Marqué par la musique spectrale, par Brian Ferneyhough et Fausto Romitelli mais également par les musiques actuelles, Raphaël Cendo exploite dans sa musique la saturation sonore et développe volontiers un concept de l'excès. Excès de matière, d'énergie, de mouvement et de timbre, qui manifeste une volonté de dépassement des limites et de perte de contrôle. Cette saturation agit autant sur l'écriture et le processus de composition que sur l'interprétation, et exige un travail approfondi avec les interprètes.
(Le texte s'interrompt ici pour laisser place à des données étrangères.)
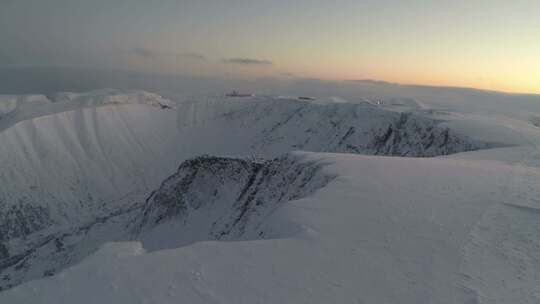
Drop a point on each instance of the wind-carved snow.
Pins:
(216, 198)
(75, 179)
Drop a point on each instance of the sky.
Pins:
(483, 44)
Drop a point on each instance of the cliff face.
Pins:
(76, 169)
Ces principes se retrouvent dès sa première œuvre pour grand orchestre Rage in the heaven city (2004) et parcourent son catalogue, que ce soit dans des pièces solistes (Décombres pour clarinette contrebasse et électronique, 2006), de musique de chambre et d’ensemble (quatuor à cordes In Vivo, 2008-2011 ; Action Directe, 2007) ou de larges fresques comme Introduction aux ténèbres (2009) et Registre des lumières (2013).

Raphaël Cendo étudie le piano et la composition à l'École Normale de Musique de Paris, puis intègre la classe de composition du CNSMD de Paris et suit le cursus d'informatique musicale de l'Ircam qu'il achève en 2006. De 2009 à 2011, il est pensionnaire de la Villa Médicis à Rome. En 2012, il est professeur invité aux cours d'été de Darmstadt et aux sessions de compositions Voix nouvelles à Royaumont. En 2015, il cofonde avec Yann Robin l’académie de composition « Université d’altitude », à Saint-Martin-Vésubie.
Il reçoit en 2009 le prix Pierre Cardin de l'Académie des Beaux-Arts et en 2011 le Prix Hervé Dugardin de la Sacem. Ses œuvres sont jouées par des formations renommées telles que l'Ensemble intercontemporain, l'Orchestre de la Radio de Munich, le Quatuor Diotima ou l'Ensemble Ictus.
Sa dernière œuvre pour orchestre Denkklänge a été créée par l’Orchestre Philharmonique de Radio France au Festival Présences 2017. Raphaël Cendo vit et travaille à Berlin.